Articles of Confederation: A Lesson on America’s 1st Governmental Document

This year I am teaching in a different program and I am not using my civilization game like I have in the past.  I really wanted to see how things would go if I did not have it as a crutch and if I liked teaching without it.  The program I am teaching in this year there is a lot more project based learning and I am working my way through this year while trying to become a better teacher in general.  I really wanted to work on my abilities as a teacher and hone some of my other skills.  I miss the game and what it provided, but I also want to be able to have other skills as a teacher.

This year, since I am gameless, I ended up creating new lesson that had my students examining the Articles of Confederation.  The lesson could work for any class, but might need some scaffolding for students who struggle with reading.  I think it is a decent lesson, but I also am sure there is someone out there doing something different that is probably way better.

I began the lesson by going through our usual warm up/objective routine and asked them to name the elements/qualities of what a good government would possess.  We discussed these different elements for a few minutes and the students came up with many different responses, such as maintaining order, hearing the people, allowing democratic processes, and providing for the common defense.  This really got the ball rolling and I then introduced the fact we were going to talk about the first document that governed the behavior of the United States Government.  I wanted them to think about what elements made up a good government so when we juxtaposed it up against the Articles they could see how far the document fell short.

I then gave the students the definition of a confederation on our promethean boards and discussed the meaning.

I used this as the definition:  Confederation:  A Loose alliance of states mostly for common defense.  Usually, the National government has less power than the State governments.

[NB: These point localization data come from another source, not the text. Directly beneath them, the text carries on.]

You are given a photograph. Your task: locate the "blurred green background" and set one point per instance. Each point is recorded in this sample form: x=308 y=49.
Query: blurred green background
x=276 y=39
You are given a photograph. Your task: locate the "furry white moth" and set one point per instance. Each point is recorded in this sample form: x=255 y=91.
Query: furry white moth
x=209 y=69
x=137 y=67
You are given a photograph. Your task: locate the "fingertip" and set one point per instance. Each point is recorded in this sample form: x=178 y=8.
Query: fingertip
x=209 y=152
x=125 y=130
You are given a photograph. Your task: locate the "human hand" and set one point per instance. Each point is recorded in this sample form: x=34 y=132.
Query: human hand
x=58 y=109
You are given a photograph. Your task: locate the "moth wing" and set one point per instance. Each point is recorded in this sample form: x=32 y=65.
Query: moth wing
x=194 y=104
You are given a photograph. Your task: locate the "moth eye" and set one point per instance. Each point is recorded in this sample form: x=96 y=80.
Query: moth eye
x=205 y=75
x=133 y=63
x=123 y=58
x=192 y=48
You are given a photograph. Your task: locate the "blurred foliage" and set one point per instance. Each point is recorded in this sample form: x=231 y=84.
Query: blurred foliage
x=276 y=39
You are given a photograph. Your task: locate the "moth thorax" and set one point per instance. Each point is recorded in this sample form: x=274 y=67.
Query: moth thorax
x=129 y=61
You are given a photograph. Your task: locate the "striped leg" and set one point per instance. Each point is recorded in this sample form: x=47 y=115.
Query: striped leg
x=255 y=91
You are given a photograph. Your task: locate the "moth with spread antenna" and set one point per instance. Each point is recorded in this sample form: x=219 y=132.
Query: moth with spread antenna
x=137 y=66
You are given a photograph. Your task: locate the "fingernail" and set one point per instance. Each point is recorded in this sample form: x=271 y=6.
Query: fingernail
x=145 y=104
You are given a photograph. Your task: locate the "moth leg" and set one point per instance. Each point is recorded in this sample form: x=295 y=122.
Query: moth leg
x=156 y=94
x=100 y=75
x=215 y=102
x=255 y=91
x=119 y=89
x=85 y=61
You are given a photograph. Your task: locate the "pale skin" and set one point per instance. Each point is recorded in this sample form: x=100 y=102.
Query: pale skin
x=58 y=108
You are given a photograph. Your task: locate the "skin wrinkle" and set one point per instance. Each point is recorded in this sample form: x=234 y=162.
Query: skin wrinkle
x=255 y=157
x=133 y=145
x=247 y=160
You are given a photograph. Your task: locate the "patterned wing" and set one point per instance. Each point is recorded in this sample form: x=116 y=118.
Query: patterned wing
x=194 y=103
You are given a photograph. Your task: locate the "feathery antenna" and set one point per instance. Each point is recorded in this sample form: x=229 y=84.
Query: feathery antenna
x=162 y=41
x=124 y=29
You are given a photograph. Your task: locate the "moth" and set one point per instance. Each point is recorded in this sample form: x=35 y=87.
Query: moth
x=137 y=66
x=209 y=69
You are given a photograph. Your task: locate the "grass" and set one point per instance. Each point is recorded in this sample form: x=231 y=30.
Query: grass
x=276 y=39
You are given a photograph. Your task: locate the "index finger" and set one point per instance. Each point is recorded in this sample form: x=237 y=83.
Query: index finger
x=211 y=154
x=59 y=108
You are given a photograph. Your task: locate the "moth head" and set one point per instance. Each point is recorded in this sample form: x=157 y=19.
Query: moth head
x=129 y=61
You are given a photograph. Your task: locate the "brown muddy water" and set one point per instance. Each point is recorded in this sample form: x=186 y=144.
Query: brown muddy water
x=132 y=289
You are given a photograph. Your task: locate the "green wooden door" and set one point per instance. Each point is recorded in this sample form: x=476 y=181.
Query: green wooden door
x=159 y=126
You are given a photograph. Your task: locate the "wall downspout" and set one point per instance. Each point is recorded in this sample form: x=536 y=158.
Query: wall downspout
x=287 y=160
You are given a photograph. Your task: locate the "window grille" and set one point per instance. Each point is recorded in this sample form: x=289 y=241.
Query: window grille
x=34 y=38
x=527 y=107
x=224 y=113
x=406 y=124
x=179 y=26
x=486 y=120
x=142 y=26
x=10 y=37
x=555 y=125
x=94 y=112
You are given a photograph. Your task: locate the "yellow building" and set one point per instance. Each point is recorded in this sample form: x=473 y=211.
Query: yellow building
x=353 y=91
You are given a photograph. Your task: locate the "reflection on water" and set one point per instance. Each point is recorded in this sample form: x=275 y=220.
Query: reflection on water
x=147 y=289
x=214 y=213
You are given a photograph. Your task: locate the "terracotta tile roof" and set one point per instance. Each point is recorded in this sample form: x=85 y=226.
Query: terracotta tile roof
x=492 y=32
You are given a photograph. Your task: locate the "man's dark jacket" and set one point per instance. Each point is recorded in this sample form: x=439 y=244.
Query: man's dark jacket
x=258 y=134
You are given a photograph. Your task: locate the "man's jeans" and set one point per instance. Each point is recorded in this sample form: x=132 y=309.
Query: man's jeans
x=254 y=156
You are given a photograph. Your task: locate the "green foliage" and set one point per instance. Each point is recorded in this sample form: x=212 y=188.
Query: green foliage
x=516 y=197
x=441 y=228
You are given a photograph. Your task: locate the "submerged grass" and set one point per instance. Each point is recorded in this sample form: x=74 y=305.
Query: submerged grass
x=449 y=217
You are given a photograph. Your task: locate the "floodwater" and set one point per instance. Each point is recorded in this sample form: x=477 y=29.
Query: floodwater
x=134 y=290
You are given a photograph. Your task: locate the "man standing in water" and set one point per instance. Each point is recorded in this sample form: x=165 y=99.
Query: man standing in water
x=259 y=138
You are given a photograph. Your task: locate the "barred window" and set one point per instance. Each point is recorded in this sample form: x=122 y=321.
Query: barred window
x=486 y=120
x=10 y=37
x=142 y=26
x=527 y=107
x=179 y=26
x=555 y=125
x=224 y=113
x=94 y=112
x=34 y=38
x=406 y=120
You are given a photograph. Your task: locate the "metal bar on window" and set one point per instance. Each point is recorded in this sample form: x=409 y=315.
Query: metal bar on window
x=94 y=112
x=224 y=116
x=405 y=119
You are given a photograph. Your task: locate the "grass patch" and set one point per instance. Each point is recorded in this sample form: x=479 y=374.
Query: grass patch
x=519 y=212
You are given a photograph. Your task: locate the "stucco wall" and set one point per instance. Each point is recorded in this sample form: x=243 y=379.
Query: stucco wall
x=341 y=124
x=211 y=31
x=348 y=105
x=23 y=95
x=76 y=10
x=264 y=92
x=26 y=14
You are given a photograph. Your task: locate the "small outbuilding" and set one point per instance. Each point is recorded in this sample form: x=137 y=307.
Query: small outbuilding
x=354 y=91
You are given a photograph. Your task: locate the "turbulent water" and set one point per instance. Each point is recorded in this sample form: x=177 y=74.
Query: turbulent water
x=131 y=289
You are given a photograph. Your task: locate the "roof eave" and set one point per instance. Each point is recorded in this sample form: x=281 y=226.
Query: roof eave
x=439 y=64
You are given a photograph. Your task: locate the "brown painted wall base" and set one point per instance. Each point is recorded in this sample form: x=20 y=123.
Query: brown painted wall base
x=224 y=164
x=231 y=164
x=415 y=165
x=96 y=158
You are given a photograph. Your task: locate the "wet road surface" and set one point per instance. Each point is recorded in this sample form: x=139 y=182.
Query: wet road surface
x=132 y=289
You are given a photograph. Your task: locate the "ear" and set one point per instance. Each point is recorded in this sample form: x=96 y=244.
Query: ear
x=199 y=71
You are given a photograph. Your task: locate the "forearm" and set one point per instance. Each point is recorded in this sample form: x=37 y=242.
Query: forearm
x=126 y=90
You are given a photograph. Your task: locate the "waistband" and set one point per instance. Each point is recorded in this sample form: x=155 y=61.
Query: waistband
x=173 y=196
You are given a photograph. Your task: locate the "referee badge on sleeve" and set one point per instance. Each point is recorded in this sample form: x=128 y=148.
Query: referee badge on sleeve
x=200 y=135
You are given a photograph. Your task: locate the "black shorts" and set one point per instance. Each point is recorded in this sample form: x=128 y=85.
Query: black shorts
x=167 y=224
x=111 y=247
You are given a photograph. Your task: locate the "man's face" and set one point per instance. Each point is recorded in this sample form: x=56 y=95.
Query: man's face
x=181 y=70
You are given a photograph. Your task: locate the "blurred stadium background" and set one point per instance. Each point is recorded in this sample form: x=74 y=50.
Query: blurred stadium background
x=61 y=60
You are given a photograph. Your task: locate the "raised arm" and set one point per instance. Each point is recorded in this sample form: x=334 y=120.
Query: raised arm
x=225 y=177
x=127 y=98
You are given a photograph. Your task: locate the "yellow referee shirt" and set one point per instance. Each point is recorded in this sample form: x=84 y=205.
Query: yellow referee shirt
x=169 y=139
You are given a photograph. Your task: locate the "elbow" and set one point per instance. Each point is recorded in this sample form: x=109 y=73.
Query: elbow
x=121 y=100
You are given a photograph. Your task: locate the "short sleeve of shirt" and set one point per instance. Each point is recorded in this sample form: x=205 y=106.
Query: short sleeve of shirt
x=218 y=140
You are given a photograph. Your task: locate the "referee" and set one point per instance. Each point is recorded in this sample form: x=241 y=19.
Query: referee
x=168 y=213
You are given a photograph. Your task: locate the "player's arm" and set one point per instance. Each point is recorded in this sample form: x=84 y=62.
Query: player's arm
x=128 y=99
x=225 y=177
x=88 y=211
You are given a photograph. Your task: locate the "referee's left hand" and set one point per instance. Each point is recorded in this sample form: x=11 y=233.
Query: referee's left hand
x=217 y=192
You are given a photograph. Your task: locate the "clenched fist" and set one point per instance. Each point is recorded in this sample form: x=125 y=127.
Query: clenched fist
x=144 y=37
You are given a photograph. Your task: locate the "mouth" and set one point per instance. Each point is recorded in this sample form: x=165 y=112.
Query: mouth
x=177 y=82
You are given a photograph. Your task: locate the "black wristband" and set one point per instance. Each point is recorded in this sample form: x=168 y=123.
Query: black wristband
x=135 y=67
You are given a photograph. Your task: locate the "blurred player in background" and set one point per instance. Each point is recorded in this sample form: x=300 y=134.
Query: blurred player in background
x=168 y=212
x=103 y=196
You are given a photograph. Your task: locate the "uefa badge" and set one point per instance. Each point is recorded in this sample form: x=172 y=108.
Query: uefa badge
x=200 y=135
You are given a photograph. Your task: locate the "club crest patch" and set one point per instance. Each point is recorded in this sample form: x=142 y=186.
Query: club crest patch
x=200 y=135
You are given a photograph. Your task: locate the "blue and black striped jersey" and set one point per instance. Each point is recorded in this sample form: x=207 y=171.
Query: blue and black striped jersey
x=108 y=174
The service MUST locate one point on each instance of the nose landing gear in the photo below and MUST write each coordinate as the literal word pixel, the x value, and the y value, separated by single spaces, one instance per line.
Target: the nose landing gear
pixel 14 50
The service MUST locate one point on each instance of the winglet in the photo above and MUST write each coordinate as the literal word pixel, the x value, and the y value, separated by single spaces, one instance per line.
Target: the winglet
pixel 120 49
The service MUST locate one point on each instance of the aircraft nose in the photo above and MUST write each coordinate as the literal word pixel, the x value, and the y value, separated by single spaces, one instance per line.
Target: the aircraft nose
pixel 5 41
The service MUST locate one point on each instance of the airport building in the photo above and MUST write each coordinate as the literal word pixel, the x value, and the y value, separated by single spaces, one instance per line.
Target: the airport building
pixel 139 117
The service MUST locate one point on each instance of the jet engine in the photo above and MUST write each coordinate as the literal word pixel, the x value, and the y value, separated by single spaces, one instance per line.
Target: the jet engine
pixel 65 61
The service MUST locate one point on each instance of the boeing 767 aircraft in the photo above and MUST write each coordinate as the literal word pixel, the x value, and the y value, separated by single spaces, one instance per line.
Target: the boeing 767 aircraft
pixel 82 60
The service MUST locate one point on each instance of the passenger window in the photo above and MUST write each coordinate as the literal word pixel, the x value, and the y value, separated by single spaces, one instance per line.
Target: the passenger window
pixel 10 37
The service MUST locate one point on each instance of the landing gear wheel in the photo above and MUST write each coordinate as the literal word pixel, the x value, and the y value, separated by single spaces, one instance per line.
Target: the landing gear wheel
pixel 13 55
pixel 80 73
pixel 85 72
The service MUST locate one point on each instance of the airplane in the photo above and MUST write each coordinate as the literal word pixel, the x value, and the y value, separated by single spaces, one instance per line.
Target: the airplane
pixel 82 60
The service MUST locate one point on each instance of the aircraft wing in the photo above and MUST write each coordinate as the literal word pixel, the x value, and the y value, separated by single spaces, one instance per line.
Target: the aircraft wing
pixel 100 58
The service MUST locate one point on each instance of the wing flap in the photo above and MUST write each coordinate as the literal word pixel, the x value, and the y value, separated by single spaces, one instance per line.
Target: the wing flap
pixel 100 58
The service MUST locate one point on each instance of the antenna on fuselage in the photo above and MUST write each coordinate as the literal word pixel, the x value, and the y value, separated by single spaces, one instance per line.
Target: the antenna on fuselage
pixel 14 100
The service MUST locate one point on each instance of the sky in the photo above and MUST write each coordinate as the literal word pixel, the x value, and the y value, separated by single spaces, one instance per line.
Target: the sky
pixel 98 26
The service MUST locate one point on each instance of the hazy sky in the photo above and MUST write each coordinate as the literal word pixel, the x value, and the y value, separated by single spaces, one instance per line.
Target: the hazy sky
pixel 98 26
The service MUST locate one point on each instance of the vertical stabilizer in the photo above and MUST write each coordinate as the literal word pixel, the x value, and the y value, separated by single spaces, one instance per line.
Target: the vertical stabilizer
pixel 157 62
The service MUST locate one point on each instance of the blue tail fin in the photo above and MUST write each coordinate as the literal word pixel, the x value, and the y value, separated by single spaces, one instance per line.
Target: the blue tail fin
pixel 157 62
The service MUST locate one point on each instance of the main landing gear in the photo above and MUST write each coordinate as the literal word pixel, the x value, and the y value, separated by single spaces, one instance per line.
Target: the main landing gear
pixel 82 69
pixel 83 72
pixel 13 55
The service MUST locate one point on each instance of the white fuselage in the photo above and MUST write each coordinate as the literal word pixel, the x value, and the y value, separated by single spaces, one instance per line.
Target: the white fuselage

The next step was having the students look at a version of the Articles that was student friendly that I found from a packet created by Colonial Williamsburg.  From there I had the students use the organizer to write down the roles/powers that the national and state governments had been delegated in table groups they worked for about fifteen minutes examining the document and writing things down while I moved around the room answering questions about syntax and vocabulary.  The students began having discussions about some of the issues the things they were reading was going to cause and how there were some interesting articles that seemed to have very little to governing the nation, such as the Article about allowing the Canadians become a part of the USA.

Once the students made it through the first two sections on the organizer, I then asked them to come up with problems the government might face.  They had difficulty with this so I ended up putting the weaknesses and the problems they were going to face on the board to help them.  Once I did this they seemed to grasp the concept much more.

I then had them analyze the primary source cartoon in their table groups on the US states standing together.  They referenced the symbolism and grasped the concept in a different way that if the states were not united they could have fallen one my one, which would cause the entire thing to fall apart.  We also discussed how the Founding Fathers were desperately attempting to keep the nation unified to maintain a level of strength, but also were terrified about the US government becoming tyrannical.

For the final part, I had the students put themselves in the shoes of the founding fathers who would have been tasked with correcting the Articles of Confederation.  I tasked them in table groups to come up with five items that they would like to add to make the articles stronger and more effective.  I also asked them to come up with three things they would remove entirely.  I also had the students write down a rationale for what they added and what they struck from the original document.  A lot of what they came up with is things that we have in the constitution and also referenced the weaknesses in the Articles.  The students used the remainder of the period to complete this discussion.

So, this is what I did this year.  What do you use to teach the Articles of Confederation?  I’d love to hear your ideas!